Comment by tomhow

3 days ago

No, it‘s an audience/artist experience problem. I worked for one of Australia's biggest outdoor summer music festivals through the 2000s (I built a direct ticket selling platform for them). Their popularity grew each year, and, sure, they could have just raised their prices to try and match supply and demand. They 100% did not want to do that because they knew it would completely change the audience demographics and make a less fun event for everyone to attend and a less fun event for the artists to perform at, thus making it harder to attract audiences and artists in future years.

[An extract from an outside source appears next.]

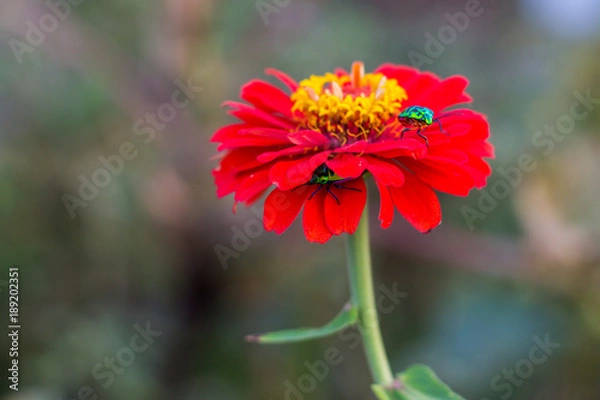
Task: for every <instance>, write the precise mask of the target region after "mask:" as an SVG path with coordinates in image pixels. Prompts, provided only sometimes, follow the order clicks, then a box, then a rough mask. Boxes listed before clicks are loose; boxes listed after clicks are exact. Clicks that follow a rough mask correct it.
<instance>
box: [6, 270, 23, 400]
mask: <svg viewBox="0 0 600 400" xmlns="http://www.w3.org/2000/svg"><path fill="white" fill-rule="evenodd" d="M7 328H8V338H9V339H10V347H9V348H8V356H9V357H10V367H9V368H8V381H9V382H10V383H9V386H8V387H9V388H10V389H11V390H13V391H15V392H18V391H19V334H20V330H21V322H20V321H19V267H17V266H14V267H10V268H9V269H8V327H7Z"/></svg>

They ended up being acquired by a company that was much more into charging top dollar to big-spenders. The company was ultimately acquired by Live Nation and the ticket prices kept increasing until suddenly ticket sales stopped, and that whole category of festivals is now largely dead in Australia.

It sounds like they found the price ceiling. Trying to pick your customers is a fools errand, particularly with a music festival where tastes change and people age out.

  • The point is that it's not simply “a supply and demand problem” when you factor in downstream effects. The product is not merely the performance; the audience makeup and energy is a crucial part of the experience, and they also influence the artist's ability to deliver the best performance.

    It's no good optimizing for simple supply and demand in one year if it destroys the product and therefore demand in subsequent years, which is what we're seeing the market. I'm familiar with libertarian principles, but every libertarian economist I've paid attention to has emphasized the importance of second-order effects.

    • I mean sure, you don;t want to drive away your audience, but the existence of a second hand market with much high prices clearly means you aren't pricing tickets correctly. The existence of the scalper with the 10 or 100x price is the second-order effect of under pricing, and everything Ive read already suggests that audience makeups are changing at music festivals as more tickets are bought second hand at these considerable markups.